In 2020, the Sant’Orso fair celebrated its 1020th edition, with more than a thousand craftsmen displaying their works in the streets of the ancient neighbourhood on 30 and 31 January. The two-day celebrations attract hundreds of thousands of visitors.
The Sant’Orso Fair is a celebration of the creative, industrious nature of the mountain folk, and the characteristic identity of the people of the Aosta valley is evident in this popular event.
In the Middle Ages, the fair was held in the Borgo di Aosta area surrounding the Collegiate Church that bears the name of Sant’Orso. Legend has it that it all began opposite the church, where the Saint, who lived before the 9th century, used to help the poor by giving out clothing and “sabots”, the typical wooden clogs you can still find at the Fair today.

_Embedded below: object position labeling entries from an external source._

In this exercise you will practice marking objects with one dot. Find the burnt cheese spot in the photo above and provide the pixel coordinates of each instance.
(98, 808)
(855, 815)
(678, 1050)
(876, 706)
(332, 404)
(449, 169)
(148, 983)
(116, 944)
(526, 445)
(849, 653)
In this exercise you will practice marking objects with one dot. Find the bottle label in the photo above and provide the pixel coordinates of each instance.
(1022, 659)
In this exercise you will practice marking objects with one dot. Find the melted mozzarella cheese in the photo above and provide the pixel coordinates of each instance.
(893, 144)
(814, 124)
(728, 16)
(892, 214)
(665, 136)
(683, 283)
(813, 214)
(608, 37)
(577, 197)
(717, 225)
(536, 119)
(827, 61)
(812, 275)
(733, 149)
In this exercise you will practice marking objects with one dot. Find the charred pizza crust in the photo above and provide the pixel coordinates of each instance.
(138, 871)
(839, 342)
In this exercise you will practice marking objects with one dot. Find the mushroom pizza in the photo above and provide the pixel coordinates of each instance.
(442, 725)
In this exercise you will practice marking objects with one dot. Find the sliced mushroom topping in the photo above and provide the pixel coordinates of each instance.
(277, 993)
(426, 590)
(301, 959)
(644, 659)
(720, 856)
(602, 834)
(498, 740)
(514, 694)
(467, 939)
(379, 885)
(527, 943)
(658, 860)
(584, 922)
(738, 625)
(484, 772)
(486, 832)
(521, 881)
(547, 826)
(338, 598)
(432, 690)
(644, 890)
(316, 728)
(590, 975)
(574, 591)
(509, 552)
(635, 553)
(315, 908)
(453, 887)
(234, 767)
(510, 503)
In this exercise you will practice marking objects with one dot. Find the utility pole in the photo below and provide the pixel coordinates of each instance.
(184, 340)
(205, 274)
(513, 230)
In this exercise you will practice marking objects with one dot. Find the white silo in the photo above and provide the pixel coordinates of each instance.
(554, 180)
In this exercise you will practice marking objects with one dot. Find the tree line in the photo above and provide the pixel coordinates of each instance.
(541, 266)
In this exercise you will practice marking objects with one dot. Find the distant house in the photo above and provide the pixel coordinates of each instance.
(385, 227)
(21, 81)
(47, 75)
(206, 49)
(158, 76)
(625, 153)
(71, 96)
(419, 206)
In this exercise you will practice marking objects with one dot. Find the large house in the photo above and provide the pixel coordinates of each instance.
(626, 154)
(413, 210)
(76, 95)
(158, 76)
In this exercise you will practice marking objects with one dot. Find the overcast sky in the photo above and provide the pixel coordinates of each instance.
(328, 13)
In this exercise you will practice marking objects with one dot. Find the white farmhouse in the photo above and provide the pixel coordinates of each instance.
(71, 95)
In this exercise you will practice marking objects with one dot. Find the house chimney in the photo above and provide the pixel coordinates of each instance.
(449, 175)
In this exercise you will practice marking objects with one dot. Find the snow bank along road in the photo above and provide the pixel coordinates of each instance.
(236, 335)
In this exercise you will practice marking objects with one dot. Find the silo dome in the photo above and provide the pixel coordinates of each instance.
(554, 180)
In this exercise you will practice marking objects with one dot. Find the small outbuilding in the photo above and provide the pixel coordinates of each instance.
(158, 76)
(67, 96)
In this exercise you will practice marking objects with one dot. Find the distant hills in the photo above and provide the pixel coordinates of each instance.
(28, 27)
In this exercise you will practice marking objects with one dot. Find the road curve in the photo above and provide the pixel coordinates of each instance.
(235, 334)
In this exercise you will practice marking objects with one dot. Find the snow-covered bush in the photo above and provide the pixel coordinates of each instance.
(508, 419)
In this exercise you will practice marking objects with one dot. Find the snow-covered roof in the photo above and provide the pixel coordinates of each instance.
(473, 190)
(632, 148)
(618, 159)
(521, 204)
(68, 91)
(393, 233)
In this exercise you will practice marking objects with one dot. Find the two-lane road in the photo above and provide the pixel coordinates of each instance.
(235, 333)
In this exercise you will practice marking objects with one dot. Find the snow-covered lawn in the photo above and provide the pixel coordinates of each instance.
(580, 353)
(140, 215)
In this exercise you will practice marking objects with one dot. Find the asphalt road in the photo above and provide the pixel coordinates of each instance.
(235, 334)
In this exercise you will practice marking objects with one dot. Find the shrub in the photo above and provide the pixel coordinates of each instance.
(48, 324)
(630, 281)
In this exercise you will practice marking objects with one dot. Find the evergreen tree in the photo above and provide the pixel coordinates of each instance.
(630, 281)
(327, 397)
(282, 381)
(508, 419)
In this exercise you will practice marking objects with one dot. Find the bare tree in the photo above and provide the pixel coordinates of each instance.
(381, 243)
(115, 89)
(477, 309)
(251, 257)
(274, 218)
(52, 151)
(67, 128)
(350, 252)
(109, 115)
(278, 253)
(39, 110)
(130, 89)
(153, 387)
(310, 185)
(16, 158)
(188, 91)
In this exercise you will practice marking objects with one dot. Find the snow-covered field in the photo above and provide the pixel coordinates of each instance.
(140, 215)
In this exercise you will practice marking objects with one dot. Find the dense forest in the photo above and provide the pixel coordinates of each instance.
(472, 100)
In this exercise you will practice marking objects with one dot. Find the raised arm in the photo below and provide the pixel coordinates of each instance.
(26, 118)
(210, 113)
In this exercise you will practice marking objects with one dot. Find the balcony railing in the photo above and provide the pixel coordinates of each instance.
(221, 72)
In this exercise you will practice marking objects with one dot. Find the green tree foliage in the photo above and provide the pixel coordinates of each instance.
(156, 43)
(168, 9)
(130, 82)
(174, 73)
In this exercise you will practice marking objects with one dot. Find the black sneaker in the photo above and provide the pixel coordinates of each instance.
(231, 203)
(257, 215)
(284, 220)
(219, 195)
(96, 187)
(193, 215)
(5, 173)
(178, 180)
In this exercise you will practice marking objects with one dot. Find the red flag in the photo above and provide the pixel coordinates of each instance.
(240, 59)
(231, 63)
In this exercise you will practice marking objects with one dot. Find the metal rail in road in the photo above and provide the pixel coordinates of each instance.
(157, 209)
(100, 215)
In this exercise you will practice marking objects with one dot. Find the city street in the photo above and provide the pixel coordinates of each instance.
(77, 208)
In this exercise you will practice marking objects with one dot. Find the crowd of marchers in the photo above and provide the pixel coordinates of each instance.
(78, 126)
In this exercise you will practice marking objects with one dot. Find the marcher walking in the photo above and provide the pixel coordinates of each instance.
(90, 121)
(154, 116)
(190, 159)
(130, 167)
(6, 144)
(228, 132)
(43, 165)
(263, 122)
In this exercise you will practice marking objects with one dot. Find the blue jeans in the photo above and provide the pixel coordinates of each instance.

These days the whole of the town centre is involved in the event, which takes place both inside and outside the Roman city walls.
All of the traditional local activities are represented: sculpture and wood carving, objects crafted in soapstone, wrought iron, leather and drap (a traditional woollen fabric woven on traditional wooden looms), lace, wicker, household objects, wooden ladders, casks for wine, etc…
All this makes a visit to the Sant’Orso Fair an extraordinary, unforgettable, intensely emotional experience. What brings the craftsmen here is not so much the chance to do business as a desire to venture out of their workshops in search of contact with visitors able to appreciate their creativity and quality workmanship, deriving from a tradition stretching back centuries. Likewise, visitors come here not just in search of a useful, everyday object or a fine ornament to adorn their home, but also to revel in the unique atmosphere of the fair.
The Sant’Orso Fair also features music, folklore and a chance to taste the typical wines and local food specialties of the Aosta Valley.
In the food and wine pavilion, visitors can sample the Region’s typical food and farming produce.
The high point of this popular festival is the “Veillà”, on the night between 30 and 31 January, during which the streets of the town centre are all lit up and packed with people until dawn.